L'héritière de L'Oréal, Liliane Bettencourt, 88 ans, doit être placée sous une forme de tutelle pour gérer son patrimoine, estiment des médecins mandatés par la justice, mesure qui pourrait avoir des répercussions sur la gouvernance du géant des cosmétiques.

Ces experts, nommés en novembre par une juge des tutelles, n'ont toutefois pas examiné directement la femme la plus riche de France, engagée dans une âpre bataille judiciaire à rebondissements avec sa fille, Françoise Bettencourt-Meyers.

Constatant, au vu de son dossier médical, une «altération conjointe des facultés mentales et physiques» de la milliardaire, qu'ils jugent atteinte d'une «maladie cérébrale», les experts estiment que Liliane Bettencourt «doit pouvoir bénéficier d'une mesure de protection dans les actes de la vie civile, tant patrimoniaux qu'à caractère personnel, de type curatelle renforcée».

Ces trois médecins ont rendu leur expertise fin mai. Contacté par l'AFP, l'avocat de l'héritière, Pascal Wilhelm, n'a pas souhaité «commenter une violation manifeste du secret médical».

En mars déjà, la juge des tutelles avait estimé que Liliane Bettencourt, malade, était dans «l'impossibilité de pourvoir seule à ses intérêts» mais ne concluait pas encore à une mise sous protection.

La Cour de cassation devrait examiner le 20 juin les suites à donner à la procédure de demande de mise sous tutelle engagée par Françoise Bettencourt-Meyers.

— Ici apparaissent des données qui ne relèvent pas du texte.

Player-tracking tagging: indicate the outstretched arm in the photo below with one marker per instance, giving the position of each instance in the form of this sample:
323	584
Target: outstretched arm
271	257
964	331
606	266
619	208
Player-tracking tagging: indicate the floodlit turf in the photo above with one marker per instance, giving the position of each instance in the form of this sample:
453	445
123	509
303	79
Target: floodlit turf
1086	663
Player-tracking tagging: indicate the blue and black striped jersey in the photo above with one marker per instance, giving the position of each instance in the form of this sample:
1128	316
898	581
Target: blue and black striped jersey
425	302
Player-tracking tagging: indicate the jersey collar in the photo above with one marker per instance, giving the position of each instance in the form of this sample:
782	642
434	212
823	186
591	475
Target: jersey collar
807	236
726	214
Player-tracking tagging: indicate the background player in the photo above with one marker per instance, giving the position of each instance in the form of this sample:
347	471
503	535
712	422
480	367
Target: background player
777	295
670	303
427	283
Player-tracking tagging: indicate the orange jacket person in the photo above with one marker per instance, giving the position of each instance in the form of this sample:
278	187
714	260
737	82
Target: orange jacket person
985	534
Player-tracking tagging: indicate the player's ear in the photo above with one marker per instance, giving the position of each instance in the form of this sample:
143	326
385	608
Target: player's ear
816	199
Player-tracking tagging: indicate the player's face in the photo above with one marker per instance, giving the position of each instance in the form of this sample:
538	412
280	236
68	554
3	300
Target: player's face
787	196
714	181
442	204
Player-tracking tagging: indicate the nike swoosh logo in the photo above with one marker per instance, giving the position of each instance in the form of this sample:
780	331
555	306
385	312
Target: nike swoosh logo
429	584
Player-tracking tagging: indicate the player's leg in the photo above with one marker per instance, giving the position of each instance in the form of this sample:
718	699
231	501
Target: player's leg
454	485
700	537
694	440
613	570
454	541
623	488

Après une réconciliation entre la milliardaire et sa fille unique fin 2010, les hostilités ont repris de plus belle. Le 7 juin, Françoise Bettencourt-Meyers a déposé une nouvelle requête devant un juge, accusant l'entourage proche de sa mère de mettre en péril les intérêts financiers de l'octogénaire.

La saga judiciaire familiale remonte à 2007, avec des procédures entamées par Françoise Bettencourt-Meyers. Elle accusait alors l'écrivain-photographe François-Marie Banier d'avoir abusé de la faiblesse de sa mère pour obtenir près d'un milliard d'euros de dons.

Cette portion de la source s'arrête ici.